Among the deaths from coronavirus 110 thousand people. Scientists around the world are striving to create a vaccine that can stop a dangerous disease. Various organizations take part in creating the vaccine, including large pharmaceutical companies and small biotechnology firms, academic centres and non-profit medical associations.

Developing a new vaccine is a time-consuming, expensive, complex and time-consuming process. Traditionally, it takes hundreds of millions of dollars and several years of testing to get a safe and effective vaccine. The current pandemic is the third outbreak of coronavirus infection. The first outbreaks were associated with the SARS and MERS viruses.
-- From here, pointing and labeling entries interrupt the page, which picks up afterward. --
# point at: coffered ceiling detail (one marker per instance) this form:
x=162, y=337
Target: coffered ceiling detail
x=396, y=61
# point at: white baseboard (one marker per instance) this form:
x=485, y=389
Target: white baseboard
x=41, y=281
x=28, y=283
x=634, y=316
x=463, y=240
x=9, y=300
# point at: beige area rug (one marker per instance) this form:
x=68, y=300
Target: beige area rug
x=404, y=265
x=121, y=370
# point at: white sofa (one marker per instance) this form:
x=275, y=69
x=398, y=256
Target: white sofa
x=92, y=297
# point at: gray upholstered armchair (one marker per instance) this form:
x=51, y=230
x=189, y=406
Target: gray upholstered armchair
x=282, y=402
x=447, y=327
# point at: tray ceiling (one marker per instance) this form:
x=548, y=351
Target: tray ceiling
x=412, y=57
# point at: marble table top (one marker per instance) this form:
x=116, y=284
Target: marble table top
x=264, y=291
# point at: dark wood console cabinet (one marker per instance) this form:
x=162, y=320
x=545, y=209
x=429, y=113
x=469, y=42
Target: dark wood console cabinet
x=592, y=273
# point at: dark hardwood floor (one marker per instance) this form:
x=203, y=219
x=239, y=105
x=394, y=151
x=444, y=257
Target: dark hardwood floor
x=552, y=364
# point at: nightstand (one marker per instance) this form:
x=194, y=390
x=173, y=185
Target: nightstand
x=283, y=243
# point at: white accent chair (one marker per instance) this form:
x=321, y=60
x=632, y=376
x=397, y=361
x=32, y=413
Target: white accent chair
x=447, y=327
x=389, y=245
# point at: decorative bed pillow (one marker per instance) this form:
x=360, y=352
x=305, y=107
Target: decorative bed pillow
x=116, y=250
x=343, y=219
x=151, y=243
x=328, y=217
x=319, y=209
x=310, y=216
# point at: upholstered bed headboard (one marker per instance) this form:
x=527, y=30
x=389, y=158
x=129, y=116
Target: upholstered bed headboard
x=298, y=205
But to this day, there are no approved vaccines against these coronavirus infections. Today, manufacturers hope to significantly reduce vaccine production time due to the seriousness of the situation. In China, CanSino biotechnology company is in the second phase of testing a potential vaccine. Testing is carried out on people.

Large corporations, such as Johnson-Johnson and Sanofi, also announce the rapid development of an effective vaccine. According to Anthony Fauci, director of the National Institute of Allergy and Infectious Diseases of the United States, scientists will need another 12-18 months to approve the vaccine and verify its safety.

Otherwise, it can have tragic consequences. Scientists consider the vaccine development forecast for a year and a half optimistic. But all prospective vaccine candidates must pass a series of mandatory tests - on animals, on people, to confirm efficacy and safety.

Experts are concerned that any of them may lead to a risk of destruction of immunity because the essence of the vaccine is to weaken the immune system in the first stages to respond to the virus.

Reuters Peter Hottez, Dean of the National School of Tropical Medicine at Baylor College of Medicine, believes that every developer of the COVID-19 vaccine risks his reputation and the health of millions of people who might not be helped by the vaccine. Preliminary animal tests must go through all stages of identifying the effectiveness of the drug and confirming its safety.